303Management expensesU.K.

No deduction under section 1219 of CTA 2009 (expenses of management of a company's investment business) is to be allowed from a company's ring fence profits.

304LossesU.K.

(1)Relief in respect of a loss incurred by a company may not be given under section 37 (relief for trade losses against total profits) against that company's ring fence profits except so far as the loss arises from oil extraction activities or from oil rights.

(2)Subsection (5) applies if conditions A and B are met.

(3)Condition A is that a company incurs a loss in an accounting period in activities (“separate activities”) which, for that or any subsequent accounting period, are treated by section 279 as a separate trade for the purposes of the charge to corporation tax on income.
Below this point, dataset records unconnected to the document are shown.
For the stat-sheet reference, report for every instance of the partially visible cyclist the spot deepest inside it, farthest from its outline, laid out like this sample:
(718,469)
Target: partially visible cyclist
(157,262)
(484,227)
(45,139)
(4)Condition B is that any of the company's trading income in any subsequent accounting period is derived from activities (“related activities”) which are not part of the separate activities but which would together with those activities constitute a single trade, were it not for section 279.

(5)The loss may be used under section 45 (carry forward of trade loss against subsequent trade profits) to reduce so much of the company's trading income in any subsequent accounting period as is derived from the related activities.

(6)Subsection (5) applies despite anything in section 279.

305Group reliefU.K.

(1)On a claim for group relief made by a claimant company in relation to a surrendering company, group relief may not be allowed against the claimant company's ring fence profits except so far as the claim relates to losses incurred by the surrendering company that arose from oil extraction activities or from oil rights.

(2)In section 105 (restriction on surrender of losses etc within section 99(1)(d) to (g)) the references to the surrendering company's gross profits of the surrender period do not include the company's relevant ring fence profits for that period.

(3)The company's “relevant ring fence profits” for that period are—

(a)if for that period there are no qualifying charitable donations made by the company that are allowable under Part 6 (charitable donations relief), the company's ring fence profits for that period, or

(b)otherwise, so much of the company's ring fence profits for that period as exceeds the amount of the qualifying charitable donations made by the company that are allowable under section 189 for that period.

(4)In this section “claimant company” and “surrendering company” are to be read in accordance with Part 5 (group relief) (see section 188).

306Capital allowancesU.K.

(1)A capital allowance may not to any extent be given effect under section 259 or 260 of CAA 2001 (special leasing) by deduction from a company's ring fence profits.

(2)But subsection (1) does not apply to a capital allowance which falls to be made to a company for any accounting period in respect of an asset which—

(a)is used in the relevant accounting period by a company associated with it, and

(b)is so used in carrying on oil extraction activities.

(3)The relevant accounting period” means that for which the allowance in question first falls to be made to the company (whether or not it can to any extent be given effect in that period under section 259 of CAA 2001).